Anderson gave the Broncos the lead for good by breaking at least three tackles on a 51-yard catch-and-run and Manning threw touchdown passes on the next four drives to give Denver a 41-17 victory over the Oakland Raiders on Sunday.
“Just a truly incredible effort play on his part to take a potentially catch for a loss and turn it into a 50-something-yard touchdown,” Manning said. “That really gave us a spark.”
It was part of a huge day for Anderson, who grew up in nearby Vallejo and played college ball at California. Anderson came into the game with just 116 yards from scrimmage but had 73 receiving and 90 rushing to help the Broncos (7-2) send the Raiders (0-9) to their 15th straight loss.
“I love playing at home,” Anderson said. “I love road games and then I love playing at home, so it’s like have my ice cream and my cake at the same time. I feel good about that.”
There was almost nothing positive from the Raiders in their first blowout loss since interim coach Tony Sparano replaced the fired Dennis Allen after four games.
Derek Carr threw for 192 yards on 47 attempts, most of the production coming on a meaningless touchdown drive in the closing minutes. He also had two interceptions. The running game was limited to 30 yards on 15 carries and the defense was completely overmatched after a spirited start.
“They’re looking for the gold at the end of the rainbow and it hasn’t been there,” Sparano said. “We have to stay the course and believe in the things that we’re doing and we’re getting better as a football team. I know this is not an indicator of that.”

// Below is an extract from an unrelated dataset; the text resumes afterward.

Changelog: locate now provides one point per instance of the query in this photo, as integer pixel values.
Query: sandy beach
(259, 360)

Here are some other takeaways from the game:
GAME-CHANGING PLAY: Anderson’s big play happened on a third-and-8 late in the first half with the Raiders on top 10-6. He caught the short pass and immediately broke a tackle from Miles Burris. He ran down the sideline, breaking tackles by Khalil Mack and Charles Woodson before weaving through the defense for the touchdown.
“He makes a heck of an individual effort,” teammate Wes Welker said. “It was kind of the spark that we needed to get going.”
BLOOPER REEL: The game — and season — could be summed up in one play for Oakland early in the third quarter. Carr was under pressure when he dumped off a pass to offensive lineman Khalif Barnes. Barnes looked shocked when he caught the ball, but ran with it despite an ineligible receiver. Malik Jackson knocked the ball loose and Chris Harris Jr. recovered at the 18. Carr said he expected running back Darren McFadden to be in that spot so he threw the ball without looking.
“Obviously, where we’re at right now, it just looks ugly, but it’s just one of those things that happens,” Carr said.
TURNAROUND: Manning got off to a shaky start, throwing two early interceptions and having two drives stall in the red zone for field goals instead of touchdowns. It ended with a typically strong performance as he threw for 340 yards and five touchdowns. That extended Manning’s record to 15 straight games with at least two TD passes and he has thrown one in 48 in a row, moving past Johnny Unitas for third place all-time.
“Certainly I have a great appreciation for the history of the game and those type of things, but I thought the most important thing was to get a win today,” Manning said.
SHORT STUFF: James Jones led the Raiders with eight catches — although it might have been the least productive eight-catch day ever for a receiver. After gaining 10 yards on his first catch, Jones was limited to 10 more on his final seven receptions. The 20 yards receiving were the fewest ever by a wide receiver with at least eight catches.
TOUCHDOWN THOMAS: Julius Thomas’ two touchdowns have him 12 already this season. That ties Randy Moss, Terrell Owens, Frank Clarke and Bill Groman for the most ever after nine games. Thomas also became the first tight end with at least 12 TD catches in consecutive seasons.